Doing a business presentation is really no different than putting a good meal on the table. It all comes down to planning and preparation. While you make have the occasional spur of the moment presentation, most presentations are scheduled ahead of time. That means you have plenty of time to prepare.
When you fix a meal the first thing you do is plan your meal. You decide on your menu. You look at what ingredients you have available or you go to the store and puchase the necessary ingredients. It's the same with a presentation. You decide on the menu and ingredients. What is the point you want to get acrosswhat "dishes" will you use. Handouts, Power points charts and graphs are the dishes you will be serving. What ingredients will you use to create the dish?

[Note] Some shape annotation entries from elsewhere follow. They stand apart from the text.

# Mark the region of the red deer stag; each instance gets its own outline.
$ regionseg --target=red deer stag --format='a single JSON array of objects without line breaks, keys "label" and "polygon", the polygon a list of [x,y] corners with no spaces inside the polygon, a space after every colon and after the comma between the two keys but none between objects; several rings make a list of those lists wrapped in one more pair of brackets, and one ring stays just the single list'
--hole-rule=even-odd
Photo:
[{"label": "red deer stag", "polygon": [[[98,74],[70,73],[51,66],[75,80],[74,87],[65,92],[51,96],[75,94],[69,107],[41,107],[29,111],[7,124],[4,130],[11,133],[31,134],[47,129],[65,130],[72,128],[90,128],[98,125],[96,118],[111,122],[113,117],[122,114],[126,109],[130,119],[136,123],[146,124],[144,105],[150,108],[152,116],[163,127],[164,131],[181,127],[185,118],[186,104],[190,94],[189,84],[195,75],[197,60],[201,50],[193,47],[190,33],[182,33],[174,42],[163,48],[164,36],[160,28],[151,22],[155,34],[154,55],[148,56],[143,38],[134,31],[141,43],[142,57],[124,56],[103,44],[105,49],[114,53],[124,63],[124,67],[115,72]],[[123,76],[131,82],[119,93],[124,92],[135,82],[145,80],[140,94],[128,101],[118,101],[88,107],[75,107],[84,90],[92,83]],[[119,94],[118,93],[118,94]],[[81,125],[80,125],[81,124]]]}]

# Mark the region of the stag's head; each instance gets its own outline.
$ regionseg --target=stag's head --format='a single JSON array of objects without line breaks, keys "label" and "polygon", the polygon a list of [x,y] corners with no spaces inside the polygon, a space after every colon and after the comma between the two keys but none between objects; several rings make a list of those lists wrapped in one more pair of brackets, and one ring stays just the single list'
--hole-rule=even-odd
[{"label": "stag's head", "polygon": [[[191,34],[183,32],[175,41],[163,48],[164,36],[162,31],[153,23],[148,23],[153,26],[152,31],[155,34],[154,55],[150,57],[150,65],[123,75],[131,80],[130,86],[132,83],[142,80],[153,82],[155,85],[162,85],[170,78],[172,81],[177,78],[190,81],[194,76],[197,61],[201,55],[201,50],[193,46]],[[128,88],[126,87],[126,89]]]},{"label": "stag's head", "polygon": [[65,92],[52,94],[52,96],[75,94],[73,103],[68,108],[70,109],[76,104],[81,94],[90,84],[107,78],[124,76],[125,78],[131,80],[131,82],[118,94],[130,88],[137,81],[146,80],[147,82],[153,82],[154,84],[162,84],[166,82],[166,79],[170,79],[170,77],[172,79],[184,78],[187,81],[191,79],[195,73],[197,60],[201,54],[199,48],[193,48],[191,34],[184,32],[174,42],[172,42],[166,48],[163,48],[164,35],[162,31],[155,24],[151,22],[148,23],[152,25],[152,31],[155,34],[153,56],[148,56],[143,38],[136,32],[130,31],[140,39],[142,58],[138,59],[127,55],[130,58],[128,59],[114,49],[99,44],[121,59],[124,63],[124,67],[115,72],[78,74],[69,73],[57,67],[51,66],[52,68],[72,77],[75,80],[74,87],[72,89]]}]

Once you decide on the dishes and the ingredients, you need to prepare them for cooking. You wash and chop vegetables, measure your ingredients and get them ready for the pot. This is also what you will do with your presentation. It often involves researching your prospect. Just as different people like different foods, different prosepcts will like different approaches. You have to know what it is your prospect wants. Some prospects may want nothing but a power point, Other may only want handouts still other may desire a combination of both. You need to know what will resonate best with them. Then you need to look at what information will resonate best with them. As a CITRMS I've discovered all businesses want to protect their bottom line only the methods vary. You have to discover what information will be most powerful with that particular business.
Once you have all of your ingredients for your meal prepared and ready to go, it's time to cook them. This is the point where you are actually combining the ingredients into the finished product you will put on the table. All good cooks not only are applying heat and seasonings to their food, they taste as they go. And make the adjustments needed to ge tthe food to turn out "right". Tasty and not over or under cooked. You are also cooking your presentation at this point and just like a cook you need to taste as you go. You also need to add seasonings and make sure you don't over or under cook your presentation. So here are the cooking guidelines for a good presentation:
1. Never serve a "bland" presentation. Facts and figures can be important but anyone can look up statistics, add real world examples of the effects of those facts and figures. Spice it up!
2. Don't over season the presentation. Use images (photos or short video) but don't over load it.
3. Don't over or under cook the presentation. Too long and they will be bored and fidgety and their attention will wander to something else of more importance to them. Too short and they will not get your point.
4. See how it "tastes". Does it flow rhthymically or does it seem to bounce all over the place Are you beating a dead hosre by constantly harping on one point?
Serving the presentation
Do a taste test. Get someone else to be your guinea pig and provide feedback if possible. Professional chefs don't just throw original dishes on the table immediately after they create them. They test them out on friends, family and other chefs first to get some feedback. Then they adjust it according to that feedback until they have it right. Then they practice creating that recipe until they can do it easily and without a lot of thought. They get comfortable with it. Then they will add it to the menu at their restaurant.
This is exactly what you want to do. When you get the feedback adjust your presentation, then practice it until you are comfortable with it. So when you actually do give the presentation you appear confident and knowledgeable.
About those spontaneous presentations, they happen but if you know your information you can do a short spontaneous presentation with nothing more than a brochure, or an article relating to your presentation. Don't give them the whole spiel give them enough to make them want to hear the entire presentation!